This article is sponsored by SANNE
The huge geographical and cultural range of Asia-Pacific makes it an inherently complex region for private real estate managers and investors to negotiate, especially when trying to match the needs of global capital with local regulations. Furthermore, the regulatory pressure of a range of environmental, social and governance (ESG) issues is being brought to bear by both investors and governments.
However, new fund management regimes in Hong Kong and Singapore are expected to boost Asia-Pacific real estate investment managers, especially smaller players.
“In Asia, we definitely see more regulations coming from OECD initiatives and new legislation, which create an ongoing cost for regulatory compliance,” says Catherine Law, head of business development, Asia, at fund services group SANNE. “For CFOs, it is definitely getting tougher because these regulatory changes really affect how they practice corporate governance and their fiduciary duties. This means they need to deal with more communications between lawyers, tax advisors, fund administrator and even their company secretaries.”

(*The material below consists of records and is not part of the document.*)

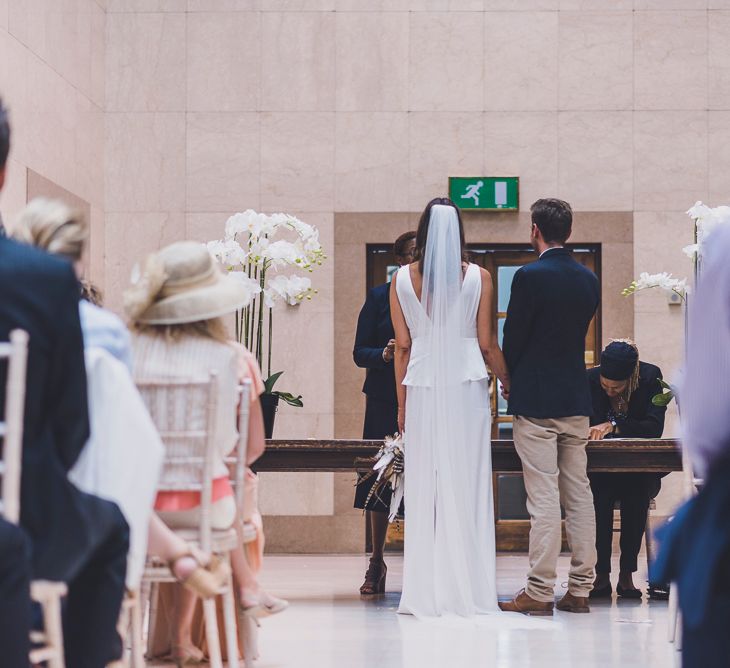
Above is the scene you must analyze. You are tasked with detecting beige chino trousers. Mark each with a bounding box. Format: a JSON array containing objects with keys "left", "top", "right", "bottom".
[{"left": 514, "top": 415, "right": 596, "bottom": 602}]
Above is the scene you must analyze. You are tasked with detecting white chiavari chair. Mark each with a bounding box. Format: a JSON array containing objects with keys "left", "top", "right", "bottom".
[
  {"left": 228, "top": 380, "right": 259, "bottom": 668},
  {"left": 137, "top": 373, "right": 238, "bottom": 668}
]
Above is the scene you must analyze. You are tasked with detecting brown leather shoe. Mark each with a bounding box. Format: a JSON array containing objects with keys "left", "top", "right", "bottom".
[
  {"left": 555, "top": 592, "right": 591, "bottom": 612},
  {"left": 499, "top": 589, "right": 555, "bottom": 617}
]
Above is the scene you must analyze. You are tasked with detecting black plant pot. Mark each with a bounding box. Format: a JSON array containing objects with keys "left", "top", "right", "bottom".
[{"left": 261, "top": 393, "right": 279, "bottom": 438}]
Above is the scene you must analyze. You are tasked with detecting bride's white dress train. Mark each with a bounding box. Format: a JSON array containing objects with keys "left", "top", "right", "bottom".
[{"left": 396, "top": 264, "right": 499, "bottom": 618}]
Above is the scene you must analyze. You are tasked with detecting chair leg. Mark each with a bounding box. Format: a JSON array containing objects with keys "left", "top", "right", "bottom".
[
  {"left": 43, "top": 596, "right": 66, "bottom": 668},
  {"left": 667, "top": 582, "right": 679, "bottom": 643},
  {"left": 131, "top": 596, "right": 145, "bottom": 668},
  {"left": 203, "top": 598, "right": 223, "bottom": 668},
  {"left": 147, "top": 582, "right": 160, "bottom": 656},
  {"left": 238, "top": 613, "right": 259, "bottom": 668},
  {"left": 644, "top": 511, "right": 654, "bottom": 572},
  {"left": 223, "top": 575, "right": 239, "bottom": 668}
]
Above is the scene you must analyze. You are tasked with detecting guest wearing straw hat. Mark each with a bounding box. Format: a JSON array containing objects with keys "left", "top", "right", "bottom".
[
  {"left": 124, "top": 241, "right": 288, "bottom": 664},
  {"left": 588, "top": 340, "right": 667, "bottom": 599}
]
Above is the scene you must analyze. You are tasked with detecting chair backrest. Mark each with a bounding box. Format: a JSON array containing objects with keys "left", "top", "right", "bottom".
[
  {"left": 0, "top": 329, "right": 28, "bottom": 524},
  {"left": 226, "top": 379, "right": 251, "bottom": 512},
  {"left": 137, "top": 372, "right": 218, "bottom": 552}
]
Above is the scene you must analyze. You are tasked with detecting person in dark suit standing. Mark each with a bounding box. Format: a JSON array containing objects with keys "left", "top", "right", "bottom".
[
  {"left": 500, "top": 199, "right": 600, "bottom": 615},
  {"left": 352, "top": 232, "right": 416, "bottom": 596},
  {"left": 588, "top": 340, "right": 667, "bottom": 599},
  {"left": 651, "top": 225, "right": 730, "bottom": 668},
  {"left": 0, "top": 98, "right": 129, "bottom": 668}
]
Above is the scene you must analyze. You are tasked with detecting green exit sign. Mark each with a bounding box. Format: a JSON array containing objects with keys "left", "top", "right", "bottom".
[{"left": 449, "top": 176, "right": 520, "bottom": 211}]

Naturally, one of the burdens of regulation is cost. “Regulation doesn’t come free and that is one of the drivers for consolidation in the private real estate funds industry,” says Carsten Kebbedies, managing director and head of APAC products and solutions, at investment manager Nuveen Real Estate.
Historically, many real estate managers with operations in Asia have not been regulated, some keeping regulated activities offshore, while global asset managers have long been regulated in multiple jurisdictions and have created a globally compliant infrastructure covering their Asian real estate advisory businesses. However, “more Asian boutiques across the region are now registering their businesses, one driver being the enactment of new manager substance laws in the Cayman and British Virgin Islands, and they need to think about how they deal with the regulatory burden and the costs involved,” says Paul Walters, partner, real estate and asset and wealth management at PwC and chair of the professional standards committee at ANREV.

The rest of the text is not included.